- Queen in 1932
- Born: Katherine Ross 14 February 1885 Black Isle, Scotland
- Died: 10 September 1934 (aged 49) Winnipeg, Manitoba
- Spouse: John Queen ​(m. 1908)​
- Children: Five

= Katherine Ross Queen =

Katherine Ross Queen (14 February 1885 – 10 September 1934) was a Scottish-born feminist and socialist in Winnipeg, Manitoba.

==Early life==

She was born Katherine Ross in on 14 February 1885 in Black Isle, Scotland, to a William Ross, but grew up in Inverness and then Glasgow. In that city, she became acquanted with socialism and the labour movement, and met John Queen, whom she would later marry.

In 1906, he journeyed to Canada, settling in Winnipeg where he found work as a cooper for the Prairie City Oil Company. The next year she followed him to Winnipeg and they wed on 25 June 1908.

==Activism==

The couple quickly became active members of the moderate Social Democratic Party of Canada, and her husband was elected as a city alderman in 1916. During World War I, she joined the local branch of the Women's Labour League and campaigned for a minimum wage law for women, and against conscription.
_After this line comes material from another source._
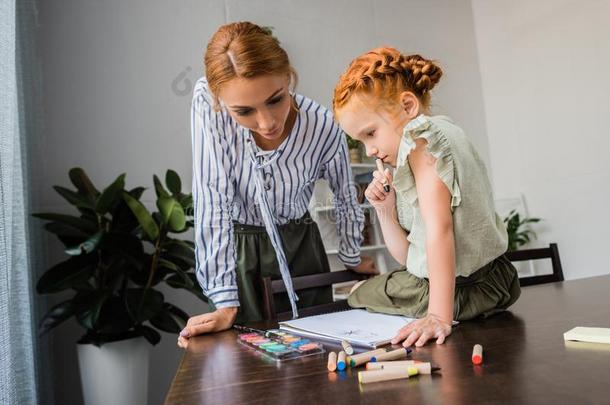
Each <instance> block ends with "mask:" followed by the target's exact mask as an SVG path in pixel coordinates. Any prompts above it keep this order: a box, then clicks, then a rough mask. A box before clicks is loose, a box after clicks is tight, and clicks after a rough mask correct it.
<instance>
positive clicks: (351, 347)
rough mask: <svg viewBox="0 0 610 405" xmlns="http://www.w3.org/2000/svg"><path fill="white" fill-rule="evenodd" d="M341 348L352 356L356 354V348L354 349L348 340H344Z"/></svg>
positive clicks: (342, 342) (341, 343) (350, 355)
After the war she was elected president of the Labour Women of Greater Winnipeg, which raised money to support male candidates representing socialist and labour parties in elections. She pushed to expand the group's role, supporting the establishment of family planning clinics and advocating for provincial medical insurance and government-run hospitals and clinics. (She also espoused eugenics policies, advocating for forced sterlization of those considered unfit to reproduce.)
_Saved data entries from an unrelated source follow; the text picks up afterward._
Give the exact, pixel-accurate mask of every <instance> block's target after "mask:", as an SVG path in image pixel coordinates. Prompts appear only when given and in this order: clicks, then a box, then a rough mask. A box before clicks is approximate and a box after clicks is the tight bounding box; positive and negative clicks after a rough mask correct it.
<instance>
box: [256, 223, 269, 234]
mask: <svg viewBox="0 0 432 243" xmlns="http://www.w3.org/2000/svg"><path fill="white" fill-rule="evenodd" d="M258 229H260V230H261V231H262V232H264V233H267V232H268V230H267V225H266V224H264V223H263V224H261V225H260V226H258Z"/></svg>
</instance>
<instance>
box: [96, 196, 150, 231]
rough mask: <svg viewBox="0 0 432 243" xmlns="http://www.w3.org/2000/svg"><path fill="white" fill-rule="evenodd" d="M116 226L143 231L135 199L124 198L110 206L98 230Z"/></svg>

Queen taught a Socialist Sunday School in Brooklands (near Winnipeg) from around 1919 until around 1930. She also helped establish a mothers' allowance auxiliary, which helped poor women—especially widows—to navigate bureaucracy in order to claim allowances to which they were entitled. In 1932 she represented the Independent Labour Party at a Calgary conference of agricultural, labour, and socialist parties.

==Personal life and death==

Queen and her husband had two sons and three daughters, including journalist Katherine Gloria Queen-Hughes.

She suffered from a heart condition, and on 10 September 1934 she collapsed on a flight of stairs, and died in hospital due to heart failure. Her coffin was draped in a red flag, as she had wished.